Certainly, this was a match where you expected the younger/backbencher lineup, since we’re on a two-game losing streak in the league and have Chelsea coming to town on Saturday. That’s why this match wasn’t particularly relevant in the big picture. The only picture that matters right now is making top 4 and getting into the Champions League next season. But it was relevant in the way that people often think about generational change. It’s important that younger people are more invested in the ideals of equality and identity in the world-at-large in order to shift to a more positive society and move further from the savagery and violence of the past.

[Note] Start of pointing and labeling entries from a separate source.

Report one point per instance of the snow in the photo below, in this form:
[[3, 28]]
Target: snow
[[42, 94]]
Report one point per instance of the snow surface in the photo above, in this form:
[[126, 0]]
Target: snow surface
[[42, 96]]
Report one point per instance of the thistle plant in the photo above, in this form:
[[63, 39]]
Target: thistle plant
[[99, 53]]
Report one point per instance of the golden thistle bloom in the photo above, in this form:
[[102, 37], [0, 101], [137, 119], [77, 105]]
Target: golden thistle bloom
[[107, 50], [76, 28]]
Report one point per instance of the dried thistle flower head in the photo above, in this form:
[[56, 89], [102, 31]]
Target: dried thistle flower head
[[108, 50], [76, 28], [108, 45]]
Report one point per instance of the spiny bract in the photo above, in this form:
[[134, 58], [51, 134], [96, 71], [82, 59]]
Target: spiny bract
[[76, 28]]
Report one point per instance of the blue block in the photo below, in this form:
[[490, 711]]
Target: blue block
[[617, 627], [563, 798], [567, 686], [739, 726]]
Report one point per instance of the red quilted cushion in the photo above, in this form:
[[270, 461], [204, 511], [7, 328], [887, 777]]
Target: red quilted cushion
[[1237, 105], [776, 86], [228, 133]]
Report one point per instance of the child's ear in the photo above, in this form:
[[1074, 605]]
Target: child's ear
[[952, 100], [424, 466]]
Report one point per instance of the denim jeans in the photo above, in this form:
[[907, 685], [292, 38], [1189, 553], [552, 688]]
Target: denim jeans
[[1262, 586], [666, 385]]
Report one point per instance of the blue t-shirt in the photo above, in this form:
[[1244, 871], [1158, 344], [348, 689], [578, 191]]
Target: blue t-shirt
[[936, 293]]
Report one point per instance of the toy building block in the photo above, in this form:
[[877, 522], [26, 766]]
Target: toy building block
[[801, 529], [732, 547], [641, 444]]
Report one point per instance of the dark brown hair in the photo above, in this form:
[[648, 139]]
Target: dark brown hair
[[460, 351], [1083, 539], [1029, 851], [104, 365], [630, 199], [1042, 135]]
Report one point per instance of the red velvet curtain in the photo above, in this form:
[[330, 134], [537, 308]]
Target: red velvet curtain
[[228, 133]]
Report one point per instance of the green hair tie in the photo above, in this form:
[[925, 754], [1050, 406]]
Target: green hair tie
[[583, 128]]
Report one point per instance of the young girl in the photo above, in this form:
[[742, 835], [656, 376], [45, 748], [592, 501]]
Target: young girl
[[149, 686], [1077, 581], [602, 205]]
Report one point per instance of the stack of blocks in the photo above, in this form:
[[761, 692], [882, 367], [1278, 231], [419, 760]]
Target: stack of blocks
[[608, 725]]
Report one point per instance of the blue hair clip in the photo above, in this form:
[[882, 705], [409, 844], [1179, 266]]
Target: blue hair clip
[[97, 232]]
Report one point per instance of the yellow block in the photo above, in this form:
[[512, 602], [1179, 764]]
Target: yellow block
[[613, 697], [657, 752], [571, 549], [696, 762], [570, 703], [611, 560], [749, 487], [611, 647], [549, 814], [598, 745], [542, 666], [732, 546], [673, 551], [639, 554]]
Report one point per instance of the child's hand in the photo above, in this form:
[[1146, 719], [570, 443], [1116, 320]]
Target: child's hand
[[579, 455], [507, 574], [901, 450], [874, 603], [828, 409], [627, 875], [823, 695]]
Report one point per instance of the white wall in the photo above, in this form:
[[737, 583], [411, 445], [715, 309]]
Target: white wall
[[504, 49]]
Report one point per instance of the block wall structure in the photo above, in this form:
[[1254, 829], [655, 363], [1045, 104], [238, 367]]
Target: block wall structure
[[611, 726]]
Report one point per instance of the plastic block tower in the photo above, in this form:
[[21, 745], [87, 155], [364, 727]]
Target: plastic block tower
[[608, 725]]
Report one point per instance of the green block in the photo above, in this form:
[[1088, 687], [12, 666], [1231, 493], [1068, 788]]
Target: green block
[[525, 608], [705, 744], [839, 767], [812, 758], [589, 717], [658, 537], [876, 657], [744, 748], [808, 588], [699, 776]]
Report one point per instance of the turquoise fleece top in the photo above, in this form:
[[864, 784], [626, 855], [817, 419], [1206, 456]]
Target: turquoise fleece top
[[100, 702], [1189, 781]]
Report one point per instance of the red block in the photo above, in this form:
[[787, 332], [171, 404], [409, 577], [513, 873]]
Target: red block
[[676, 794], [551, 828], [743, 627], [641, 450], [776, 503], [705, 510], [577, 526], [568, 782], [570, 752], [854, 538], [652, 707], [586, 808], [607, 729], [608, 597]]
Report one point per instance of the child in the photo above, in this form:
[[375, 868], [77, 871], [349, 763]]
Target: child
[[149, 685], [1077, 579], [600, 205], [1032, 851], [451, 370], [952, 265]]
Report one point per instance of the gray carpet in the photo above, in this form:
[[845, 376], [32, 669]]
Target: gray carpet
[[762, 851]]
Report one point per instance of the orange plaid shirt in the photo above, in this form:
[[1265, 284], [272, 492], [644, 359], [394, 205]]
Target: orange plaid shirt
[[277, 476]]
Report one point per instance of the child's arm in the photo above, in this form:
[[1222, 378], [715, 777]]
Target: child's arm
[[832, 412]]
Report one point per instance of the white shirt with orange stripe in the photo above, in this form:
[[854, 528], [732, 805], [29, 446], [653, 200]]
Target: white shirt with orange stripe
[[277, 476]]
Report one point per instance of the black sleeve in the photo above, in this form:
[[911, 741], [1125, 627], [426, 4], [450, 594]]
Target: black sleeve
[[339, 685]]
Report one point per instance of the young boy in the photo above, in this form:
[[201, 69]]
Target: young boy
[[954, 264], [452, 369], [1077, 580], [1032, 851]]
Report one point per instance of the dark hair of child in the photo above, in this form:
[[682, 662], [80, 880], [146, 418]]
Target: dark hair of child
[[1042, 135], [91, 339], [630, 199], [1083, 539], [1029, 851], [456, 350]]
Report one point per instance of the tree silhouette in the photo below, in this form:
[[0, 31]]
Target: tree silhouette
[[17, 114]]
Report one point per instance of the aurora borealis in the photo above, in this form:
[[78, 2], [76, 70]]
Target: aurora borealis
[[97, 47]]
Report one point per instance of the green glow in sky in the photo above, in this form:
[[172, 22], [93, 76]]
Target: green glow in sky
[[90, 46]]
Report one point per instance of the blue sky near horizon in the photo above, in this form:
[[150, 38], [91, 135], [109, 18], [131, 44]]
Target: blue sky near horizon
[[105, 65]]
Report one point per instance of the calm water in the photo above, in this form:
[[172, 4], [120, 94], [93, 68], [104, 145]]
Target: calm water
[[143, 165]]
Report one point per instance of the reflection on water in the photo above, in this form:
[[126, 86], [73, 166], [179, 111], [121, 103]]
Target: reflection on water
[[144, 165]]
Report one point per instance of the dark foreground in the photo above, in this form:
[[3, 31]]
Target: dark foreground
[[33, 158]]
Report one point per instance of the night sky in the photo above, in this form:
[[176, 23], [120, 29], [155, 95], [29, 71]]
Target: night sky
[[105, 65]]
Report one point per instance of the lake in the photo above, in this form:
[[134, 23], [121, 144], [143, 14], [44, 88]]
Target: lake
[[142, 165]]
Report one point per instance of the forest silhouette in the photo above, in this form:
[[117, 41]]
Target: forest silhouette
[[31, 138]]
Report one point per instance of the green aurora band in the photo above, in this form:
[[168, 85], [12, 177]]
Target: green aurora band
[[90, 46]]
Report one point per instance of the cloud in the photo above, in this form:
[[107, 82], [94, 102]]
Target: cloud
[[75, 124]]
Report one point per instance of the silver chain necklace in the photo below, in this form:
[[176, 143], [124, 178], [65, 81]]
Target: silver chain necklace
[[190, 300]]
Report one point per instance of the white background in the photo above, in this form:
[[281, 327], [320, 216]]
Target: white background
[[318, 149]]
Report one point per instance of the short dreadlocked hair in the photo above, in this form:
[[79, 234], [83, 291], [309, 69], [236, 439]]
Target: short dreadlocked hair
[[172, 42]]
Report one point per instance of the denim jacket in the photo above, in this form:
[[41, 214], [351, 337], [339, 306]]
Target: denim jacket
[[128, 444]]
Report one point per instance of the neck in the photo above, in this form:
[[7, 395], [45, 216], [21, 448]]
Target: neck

But that idea of change is disturbing to a lot of older people because it’s not what they’ve become accustomed to. In this squad, we’ve become accustomed to a group of guys playing in a way that Jürgen Klopp established when he arrived. So, players and style of play is something we’re familiar with. But when that style of play drifts away, it’s often necessary to find new people to bring back the kind of game (and society) we want to see on the pitch. We need that energy to return us to being Liverpool. It’s not that veterans like James Milner, Robot Warrior, aren’t still Reds. Of course, they are, as Millie demonstrated it tonight. (Show of hands: How many of you expected Millie, at right back, to repeatedly beat people on the dribble? That would be “zero.” Right.) But you can only subsist on the afterburners for so long, physically, mentally, and emotionally before something gives way. Clearly, it has given way for some of our regulars, so this was a great opportunity to send a reminder of just what this team can be when it plays like the manager wants it to. If we can’t approximate that for the majority of what remains of the season, the alternative is just to go get drunk on something far better than a cheap marketing campaign from half a century ago. You youts don’t know what I’m talkin’ about, anyway.

Clean sheet, yo.

Wolverhampton 0 – 1 Liverpool

That said, let’s not get carried away here. This wasn’t a perfect performance but, against relegation-battling Wolverhampton, it shouldn’t have to be. Julen Lopetegui still plays that mildly-suffocating, kinda 4-4-2, but gives a lot more freedom to his wingers to make things happen. Chief among those is Rayan Ait-Nouri, who gave us all kinds of problems at Anfield, but was largely kept in check by the redoubtable Robot Warrior, who also schooled Ait-Nouri a couple times about what pace and intensity really mean in this game. Speaking of which, Ibrahima Konaté once again demonstrated both his pace and his awareness, as he played the next best thing to a libero in covering the defensive third, line to line. That allowed Joe Gomez to range a bit farther forward to fill the space that Trent Alexander-Arnold normally would which, in turn, allowed Millie to focus mostly on slowing Wolves’ attack. It’s a credit to them that they were willing to run with us and put serious pressure on for the last 15 minutes or so, when you could see all of the starters on the pitch beginning to wear out. But one guy that really didn’t wear out until his legs cramped up was this guy:

This was one of the calmest, most assured performances by a DM we’ve had this season and definitely not something you’d normally expect from an 18-year-old. We knew Stefan had potential and we’ve seen it in bits and pieces before, but this was a real statement by the kid. Backup to Fabinho has been one of our most significant depth concerns for a couple years now and, given the latter’s recent decline, finding a replacement has taken on a note of urgency, as well. The spotlight is now squarely on Stefan. A bit more endurance and a bit more muscle and it’s not outrageous to think of him as a nailed-on starter. Even without those things, I’m ready to call him a regular rotational guy right now.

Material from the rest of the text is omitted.